The precipitate cannot be accurately weighed while still on the filter paper, nor can it be totally removed from the filter paper to be weighed. In a crucible, carefully heat the precipitate until the filter paper burns away, leaving only the precipitate. (As the name implies, “ashless” paper is employed to ensure that the precipitate is free of ash.)

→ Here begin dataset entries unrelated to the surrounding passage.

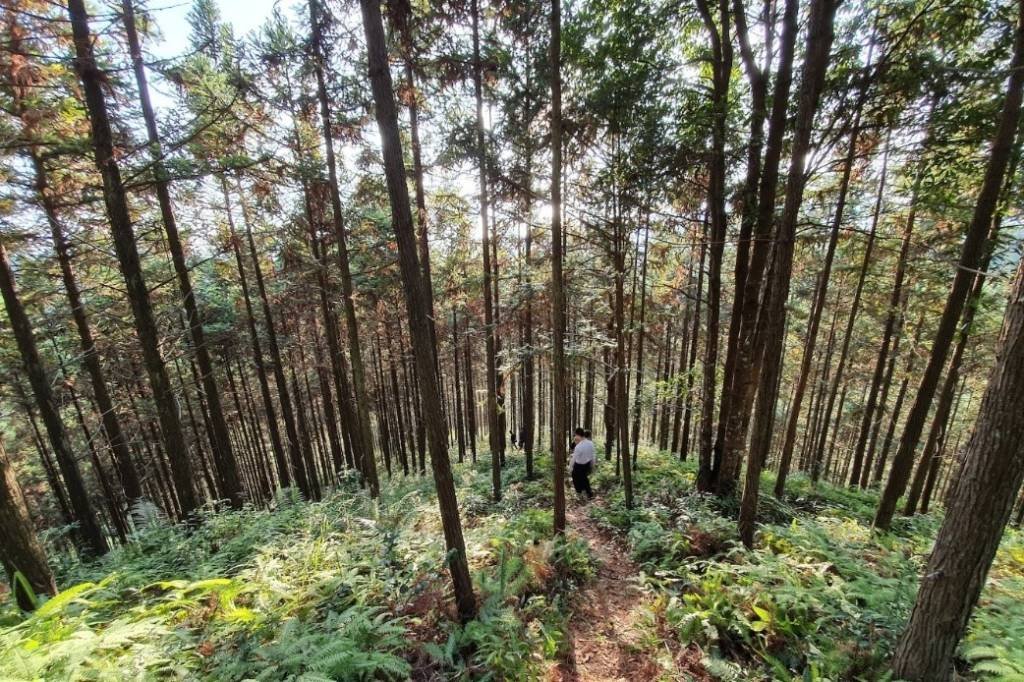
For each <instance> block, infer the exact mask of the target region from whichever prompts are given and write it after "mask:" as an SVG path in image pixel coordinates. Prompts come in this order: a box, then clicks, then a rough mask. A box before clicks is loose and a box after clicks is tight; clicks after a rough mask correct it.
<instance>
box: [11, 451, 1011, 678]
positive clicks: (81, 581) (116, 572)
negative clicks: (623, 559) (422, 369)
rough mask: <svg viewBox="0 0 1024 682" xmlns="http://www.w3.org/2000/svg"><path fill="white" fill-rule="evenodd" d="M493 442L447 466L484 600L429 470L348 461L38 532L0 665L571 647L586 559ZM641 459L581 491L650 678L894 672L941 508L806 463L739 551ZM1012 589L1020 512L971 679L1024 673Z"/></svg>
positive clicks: (479, 652) (538, 650)
mask: <svg viewBox="0 0 1024 682" xmlns="http://www.w3.org/2000/svg"><path fill="white" fill-rule="evenodd" d="M485 459H486V458H481V460H480V464H479V465H478V466H477V465H468V464H467V465H465V466H464V467H457V476H458V479H457V482H458V485H459V494H460V502H461V505H462V507H463V509H464V513H465V518H466V534H467V549H468V554H469V561H470V565H471V567H472V570H473V578H474V582H475V585H476V589H477V594H478V597H479V600H480V617H479V619H478V620H476V621H473V622H471V623H469V624H468V625H467V626H465V627H463V626H460V625H459V623H458V620H457V616H456V613H455V611H454V607H453V606H452V599H451V595H450V594H449V592H450V590H451V586H450V584H449V582H447V580H446V577H445V574H444V571H443V570H442V565H443V561H444V556H443V549H442V547H441V546H440V545H439V543H437V542H436V538H438V536H439V535H440V528H439V520H438V519H437V515H436V513H435V502H434V500H433V496H432V495H431V494H430V493H429V488H430V486H429V484H428V482H427V479H425V478H422V477H416V478H409V479H406V480H403V481H400V482H397V483H396V484H394V485H389V486H387V488H386V491H387V492H386V493H385V494H384V495H383V496H382V498H381V500H380V502H379V503H372V502H371V501H370V499H369V497H368V496H366V495H365V494H364V493H361V492H359V491H358V489H357V487H356V486H355V485H354V483H352V484H349V485H347V486H342V487H340V488H338V489H336V491H334V492H332V493H331V494H330V495H328V496H326V497H325V499H324V500H323V501H321V502H306V501H302V500H300V499H299V498H297V497H296V496H294V495H289V494H288V493H287V492H286V493H284V494H281V495H280V496H279V498H278V499H276V501H275V504H274V505H273V506H272V507H271V508H270V509H261V510H256V509H245V510H242V511H208V512H207V513H206V514H205V515H204V516H203V519H202V523H200V524H199V525H198V526H197V527H196V528H194V529H191V530H188V529H186V527H185V526H181V525H174V524H170V523H167V522H164V521H161V520H159V519H157V520H151V522H150V524H148V525H147V526H146V527H145V528H144V529H142V530H140V531H138V532H137V534H136V536H135V537H134V539H133V540H132V542H130V543H129V544H127V545H125V546H124V547H121V548H118V549H116V550H115V551H113V552H111V553H110V554H109V555H108V556H105V557H104V558H103V559H102V560H100V561H97V562H92V563H80V562H78V561H77V560H73V558H71V557H68V556H67V555H60V554H58V553H56V552H51V556H52V557H54V560H55V561H57V562H58V565H57V566H55V568H56V574H57V576H58V585H59V587H60V588H61V591H60V592H59V593H58V594H57V596H56V597H54V598H51V599H49V600H48V601H46V602H45V603H43V604H42V605H41V606H40V607H39V608H38V609H37V610H36V611H35V612H34V613H32V614H30V615H25V614H22V613H19V612H18V611H16V609H15V607H14V605H13V604H12V603H11V602H10V600H9V599H8V600H7V601H6V602H4V603H3V605H2V609H0V625H2V629H0V679H4V680H7V679H11V680H48V679H84V680H123V679H209V680H242V679H256V680H292V679H299V680H307V681H311V680H374V679H390V680H402V679H420V680H441V679H506V680H519V679H543V678H544V677H545V676H547V675H549V674H550V671H552V670H553V669H555V668H556V667H559V666H564V665H565V662H566V660H567V659H568V652H569V651H570V649H571V642H570V641H569V638H570V636H571V633H570V624H569V621H570V617H571V613H572V610H573V606H574V604H575V603H577V602H575V600H577V598H578V595H580V594H581V591H584V590H587V588H588V585H589V584H590V583H591V582H592V580H593V579H594V577H595V573H596V570H597V566H596V565H595V561H594V560H593V559H592V558H591V556H590V553H589V551H588V548H587V544H586V542H585V541H584V540H583V539H581V538H580V537H579V536H578V535H577V534H574V532H572V530H571V528H570V532H569V536H568V539H567V540H565V541H552V540H551V539H550V538H549V536H550V525H551V512H550V511H548V510H549V509H550V507H551V500H550V497H551V493H550V489H551V488H550V483H549V481H548V480H547V479H546V478H539V479H537V480H531V481H527V480H525V478H524V472H523V469H522V467H521V462H520V461H519V458H518V457H515V456H512V457H510V458H509V466H508V467H507V469H506V470H505V473H506V477H507V478H506V483H507V488H506V489H507V494H506V496H505V497H504V499H503V501H502V502H501V503H493V502H490V501H489V499H488V491H489V487H488V485H489V478H488V477H489V471H488V469H487V467H486V464H485ZM639 465H640V466H639V470H638V471H637V474H636V475H637V481H636V482H637V489H638V492H639V503H640V504H638V505H637V508H636V509H634V510H633V511H628V510H627V509H626V507H625V505H624V501H623V499H622V494H621V493H620V492H617V491H618V486H617V485H615V479H614V470H613V469H614V467H613V464H612V463H609V462H607V461H604V460H601V461H600V463H599V466H598V468H597V474H596V477H595V482H596V485H597V487H598V489H599V492H600V495H601V499H600V500H599V501H598V502H597V503H595V504H592V505H590V506H589V507H588V508H587V511H588V512H589V514H590V516H591V518H592V519H593V520H594V521H595V522H596V523H597V524H599V525H600V526H603V527H604V528H606V529H608V530H609V531H611V532H615V534H621V536H622V538H623V539H624V540H625V542H626V544H627V546H628V548H629V550H630V552H631V554H632V557H631V558H632V559H633V560H635V561H636V562H637V563H638V564H639V565H640V566H641V568H642V570H641V572H640V574H639V576H638V578H637V581H638V582H639V583H640V585H641V587H642V590H643V600H642V606H641V608H642V613H643V617H642V619H641V620H640V625H639V626H638V627H639V629H640V633H641V636H640V637H639V638H638V640H637V642H636V646H638V647H640V648H641V649H643V650H642V651H640V653H643V654H644V655H646V656H648V657H649V658H650V659H652V660H654V662H655V663H656V664H657V665H658V666H659V667H660V668H662V669H663V671H664V675H663V677H662V679H666V680H670V679H715V680H766V679H775V680H788V679H804V680H879V679H889V678H888V677H887V676H888V672H887V669H886V665H887V662H888V659H889V657H890V655H891V652H892V649H893V647H894V645H895V639H896V637H898V635H899V633H900V630H901V627H902V626H903V624H905V622H906V619H907V615H908V613H909V610H910V607H911V605H912V603H913V598H914V593H915V590H916V583H918V579H919V576H920V572H921V568H922V566H923V563H924V560H925V558H926V553H927V552H928V551H929V549H930V543H931V540H930V539H931V538H934V535H935V531H936V529H937V525H938V522H939V519H938V518H937V517H935V516H918V517H913V518H910V519H904V520H902V521H901V522H900V523H899V524H897V526H896V527H895V528H894V529H893V531H892V532H891V534H884V535H878V534H872V532H871V530H870V527H869V525H870V518H871V514H872V510H873V506H874V502H876V495H874V494H873V493H871V492H851V491H847V489H842V488H837V487H833V486H830V485H827V484H820V485H818V486H816V487H812V486H811V485H810V483H809V482H808V481H806V480H802V479H797V480H795V481H794V482H793V485H792V486H791V489H792V494H791V495H790V496H788V497H787V498H786V500H785V501H782V502H779V501H775V500H774V499H771V498H769V499H765V500H764V501H763V503H762V507H761V512H760V516H761V521H762V525H761V526H760V529H759V532H760V536H759V542H758V544H757V549H755V550H746V549H743V547H742V546H741V545H740V544H739V543H738V541H737V539H736V527H735V522H734V520H733V519H734V517H735V508H734V507H733V506H732V505H731V503H729V502H728V501H722V500H720V499H718V498H716V497H714V496H706V495H700V494H697V493H695V492H694V488H693V478H694V473H695V469H694V468H693V467H692V466H691V465H690V464H689V463H680V462H678V461H677V460H676V459H675V458H672V457H668V456H665V455H657V454H655V453H653V452H644V453H643V456H642V457H641V458H640V461H639ZM539 470H540V471H543V472H545V473H547V472H548V471H549V470H550V461H545V460H543V459H542V462H541V464H540V466H539ZM575 504H580V503H575ZM1022 597H1024V537H1022V535H1021V534H1020V532H1019V531H1014V530H1010V531H1008V535H1007V538H1006V540H1005V542H1004V544H1002V548H1001V550H1000V552H999V554H998V557H997V559H996V562H995V565H994V567H993V570H992V572H991V576H990V579H989V584H988V586H987V588H986V591H985V593H984V594H983V597H982V601H981V603H980V605H979V607H978V609H977V611H976V613H975V617H974V620H973V622H972V628H971V631H970V634H969V636H968V638H967V639H966V641H965V642H964V645H963V647H962V651H961V656H962V657H961V660H959V663H961V665H962V667H963V670H962V672H963V673H964V674H965V675H967V676H968V677H969V678H970V679H1017V678H1018V677H1019V676H1020V675H1021V674H1024V657H1022V654H1021V652H1022V651H1024V600H1022ZM588 598H600V595H590V596H589V597H588Z"/></svg>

• The precipitate is weighed after it has been allowed to cool (ideally in a desiccator to prevent it from absorbing moisture) (in the crucible). The beginning mass of the empty crucible is deducted from the final mass of the crucible containing the sample to compute the analyte’s final mass. Because the precipitate composition is known, calculating the mass of the analyte in the original sample is simple.

Advantages :

• When employing a current analytical balance, it is precise and accurate.
• Filters can be tested for completeness of precipitation, and precipitates can be examined for the presence of contaminants, thus possible causes of mistake can be quickly identified.
• It is an absolute method, requiring simple direct measurement with no calibration.
• The test might be done with relatively inexpensive equipment; platinum crucibles and a muffle furnace are the most expensive items.
• Gravimetric analysis can also be used to calculate the atomic masses of numerous elements with six-figure precision.
• Gravimetry allows for relatively little instrumental error and does not necessitate a sequence of standards to calculate the unknown.

Disadvantages :

• The main downside of this procedure is that it takes a long time to complete.
• In today’s world, chemists prefer other procedures to this one.
• In general, gravimetric analysis can only analyse a single element or a small group of elements at a time.
• Techniques are frequently complicated, and a little blunder in one can spell disaster for an investigation (colloid formation in precipitation gravimetry, for example).
• Gravimetric analysis is based on mass measurement.

Conclusion : 

Gravimetric analysis is a set of laboratory procedures for quantitative analysis based on the mass of an analyte.

Gravimetric analysis is a technique for determining the amount of an ion in a solution by dissolving a known amount of a compound containing the ion in a solvent and then separating the ion from its constituent. The ion is then weighed after being precipitated or evaporated out of solution. Precipitation gravimetry is a type of gravimetric analysis.

Volatilization gravimetry is another type of gravimetric analysis. Compounds in a combination are separated using this approach, which involves heating them to chemically breakdown the material.

Volatile substances evaporate and are lost (or collected), resulting in a quantifiable reduction in the solid or liquid sample’s mass.